The crown jewel of the town is the grand, two-storey Duncan Residence, built in 1879 to withstand the long cold winters. Previously, most residents of Animas Forks spent the winters a bit further south in Silverton (which you can read about here). The Duncans were one of the first families to brave the full winter in Animas Forks where the snow would easily bury the first floor of the house!
We enjoyed exploring the town, though didn’t see any ghosts, and were soon headed towards our final, and highest offroad pass of the trip: Engineer Pass. We zig-zagged our way up the shelf roads with plenty of multi-point turns to get around the corners.
We own a Toyota Tacoma and were extremely happy with its performance throughout the trip. This post is not sponsored by Toyota but we can highly recommend them.
We came to a breathtaking viewpoint, “Oh Point”, with an almost 360 degree view of the mountains and valleys around us. We must have taken hundreds of pictures trying to capture the moment and the beauty of our surroundings.
After what felt like an eternity, we reached the 12,800 ft (3,901 m) summit of Engineer Pass and stopped for a ceremonial picture before quickly jumping back into the car to escape the wind and the cold and head down the other side.
No sooner had we started our decent and there were a few locals blocking the road and getting in our way!
It took us a couple of days and with a few detours, but we finally completed the famous Alpine Loop. This was something I had on my bucket list for a number of years and I was glad to have successfully completed the loop, taking in all the magnificent views along the way.
It wasn’t the end of our driving day though as we had a few hours of highway driving to reach our next campsite! However, compared to the last days of offroading, highway driving was a welcomed change. We arrived in the dark at the Black Canyon of the Gunnison. It was a beautiful warm summer night and we enjoyed sitting in front of the stars and taking it all in.
Not knowing what to expect of the Canyon because we arrived in the dark, we set off the next day and enjoyed our coffee with some prime canyon views.
The Black Canyon of the Gunnison is famous for its dramatic views, as it is especially deep, narrow and steep compared to some of the more famous canyons around.
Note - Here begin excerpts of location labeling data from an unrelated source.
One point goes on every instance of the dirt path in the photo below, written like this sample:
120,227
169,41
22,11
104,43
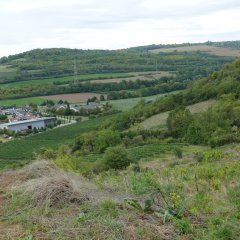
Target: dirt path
8,231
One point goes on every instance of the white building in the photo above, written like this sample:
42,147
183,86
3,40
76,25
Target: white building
29,124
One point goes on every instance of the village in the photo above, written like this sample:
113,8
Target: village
31,119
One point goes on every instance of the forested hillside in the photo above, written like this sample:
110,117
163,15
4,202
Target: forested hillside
120,74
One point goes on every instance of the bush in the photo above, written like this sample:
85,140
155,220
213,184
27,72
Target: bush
117,158
178,152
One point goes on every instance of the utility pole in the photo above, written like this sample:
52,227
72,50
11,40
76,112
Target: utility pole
75,72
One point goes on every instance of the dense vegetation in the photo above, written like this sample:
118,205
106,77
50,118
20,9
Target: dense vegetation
54,71
180,181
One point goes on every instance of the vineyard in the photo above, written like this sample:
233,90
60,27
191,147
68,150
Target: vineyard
26,148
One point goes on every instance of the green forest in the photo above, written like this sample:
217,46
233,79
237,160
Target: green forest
111,177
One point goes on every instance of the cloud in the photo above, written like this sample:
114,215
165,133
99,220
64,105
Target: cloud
112,24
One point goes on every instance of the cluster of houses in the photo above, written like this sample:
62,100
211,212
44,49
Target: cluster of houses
19,114
78,107
31,124
24,118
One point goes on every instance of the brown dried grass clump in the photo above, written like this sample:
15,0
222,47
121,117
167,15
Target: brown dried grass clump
40,169
53,191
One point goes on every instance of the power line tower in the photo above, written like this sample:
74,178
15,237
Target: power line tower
75,72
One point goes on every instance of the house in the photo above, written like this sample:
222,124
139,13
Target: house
29,124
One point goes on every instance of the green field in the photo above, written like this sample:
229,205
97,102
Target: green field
126,104
84,77
161,118
25,149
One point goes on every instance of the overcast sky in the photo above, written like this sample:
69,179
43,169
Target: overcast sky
114,24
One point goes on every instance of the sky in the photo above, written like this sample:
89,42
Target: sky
111,24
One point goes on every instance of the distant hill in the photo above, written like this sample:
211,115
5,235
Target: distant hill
58,62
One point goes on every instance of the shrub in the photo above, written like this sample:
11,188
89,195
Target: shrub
178,152
117,158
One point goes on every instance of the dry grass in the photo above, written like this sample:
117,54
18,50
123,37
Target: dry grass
56,200
161,118
218,51
52,191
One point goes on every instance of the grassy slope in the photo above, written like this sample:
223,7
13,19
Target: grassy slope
84,77
126,104
21,101
207,192
160,119
13,152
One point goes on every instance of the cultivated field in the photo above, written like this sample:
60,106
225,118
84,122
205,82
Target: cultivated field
74,97
218,51
138,76
161,118
126,104
99,78
17,152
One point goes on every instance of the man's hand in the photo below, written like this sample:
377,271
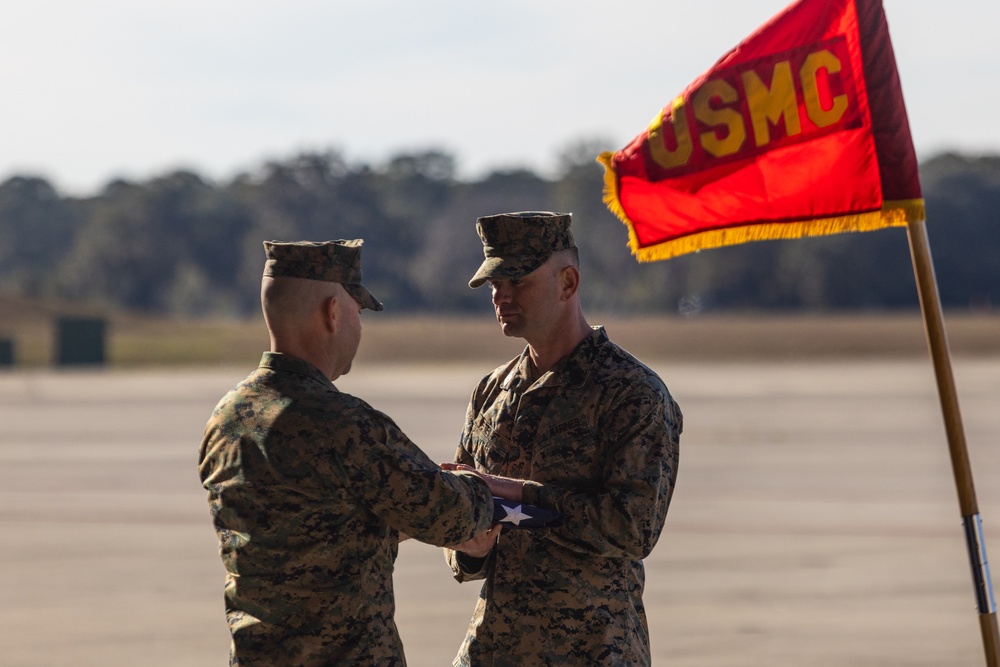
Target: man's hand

Why is it called the Black Canyon you wonder? It's because some parts of the canyon are so narrow and deep they receive only 33 minutes of sunlight each day.
As we were having coffee, we made friends with this little guy who was hoping for some breakfast.
The Canyon was our last stop before going back to civilization and at this point, we were both looking forward to a real bed. We had camped for five days in a row which was certainly pushing our limits. (Did you read about our nights in the Sand Dunes, in Silverton, and Ouray?) I'm not sure I'll be able to convince Bettina to go on another camping trip anytime soon but the trip was a dream of mine for years and the entire adventure made it all worthwhile.
Have you completed your dream road trip yet? What was your longest camping trip?